Боюсь, ты много чего еще не слышал и не видел, не очень дружелюбно отрезал старик, после чего внезапно поднялся со своей скамейки и, отойдя к двери, подвел итог:

На сегодня достаточно. Время… Тебе пора ложиться.

Наткнувшись на его взгляд, я беспрекословно вытянулся на отведенном мне ложе и провалился в забытье.

Когда я вновь проснулся, то почувствовал себя значительно лучше. Правда, странное ощущение нереальности окружающего не пропало, но тело стало гораздо послушней, а тяжести в руках и ногах поубавилось. Воспоминания мои также выстроились в хронологическом порядке, и я был уверен, что в скором времени смогу припомнить даже самые мелкие детали моей прошлой жизни. Прошлой потому, что вернуться к своему прежнему, относительно спокойному и планомерному существованию я теперь вряд ли смогу – бандит с маяка разбил его на осколки, и смыслом моего дальнейшего существования должна была стать месть. Месть за себя и за Клариту, над которой этот подонок надругался и которую, безусловно, убил, как хотел убить и меня.

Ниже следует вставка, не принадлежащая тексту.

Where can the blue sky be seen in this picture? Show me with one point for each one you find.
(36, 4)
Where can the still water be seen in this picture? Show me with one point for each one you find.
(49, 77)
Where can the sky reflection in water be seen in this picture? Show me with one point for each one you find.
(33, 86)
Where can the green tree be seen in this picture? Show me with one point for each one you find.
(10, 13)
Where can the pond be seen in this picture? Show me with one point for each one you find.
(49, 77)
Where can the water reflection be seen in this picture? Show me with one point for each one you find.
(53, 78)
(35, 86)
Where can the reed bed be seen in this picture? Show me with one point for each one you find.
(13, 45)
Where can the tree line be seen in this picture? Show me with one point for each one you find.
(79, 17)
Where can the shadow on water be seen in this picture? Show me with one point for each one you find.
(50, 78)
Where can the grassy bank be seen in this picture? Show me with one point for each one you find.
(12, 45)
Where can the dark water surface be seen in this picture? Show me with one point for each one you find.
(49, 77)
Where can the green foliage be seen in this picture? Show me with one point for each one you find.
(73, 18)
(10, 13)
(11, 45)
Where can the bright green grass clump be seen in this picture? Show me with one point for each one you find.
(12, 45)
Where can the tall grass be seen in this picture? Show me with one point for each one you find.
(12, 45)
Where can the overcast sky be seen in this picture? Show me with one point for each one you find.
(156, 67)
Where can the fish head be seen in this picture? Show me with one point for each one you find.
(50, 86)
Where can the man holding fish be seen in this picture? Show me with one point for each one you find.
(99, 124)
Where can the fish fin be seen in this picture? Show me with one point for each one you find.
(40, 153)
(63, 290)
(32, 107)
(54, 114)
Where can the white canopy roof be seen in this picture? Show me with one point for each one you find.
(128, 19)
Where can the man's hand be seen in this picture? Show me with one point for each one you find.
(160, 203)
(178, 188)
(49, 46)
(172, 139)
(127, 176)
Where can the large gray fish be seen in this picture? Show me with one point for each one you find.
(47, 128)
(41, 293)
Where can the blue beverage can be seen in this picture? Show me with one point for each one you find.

Эта добрая, взбалмошная, наивная девчонка! Зачем, зачем я настаивал на экскурсии в это проклятое место?! Зачем потащил ее внутрь этого мрачного маяка, где нас обоих ждал ужас?

Я заметил, что эмоции частично вернулись ко мне, и жажда немедленных действий заставила меня соскочить с узких нар, на которых я провел неведомо сколько времени, и потребовать у старика, вновь находящегося подле меня, открыть мне двери. Он, казалось, не удивился моему требованию, но с места не сошел, преграждая мне путь к выходу. Я попытался было обойти его, но, должно быть, был еще слишком слаб для столь активных действий – в голове моей помутилось, перед глазами вновь завертели хвостами разноцветные рыбы, и я перестал что-либо чувствовать.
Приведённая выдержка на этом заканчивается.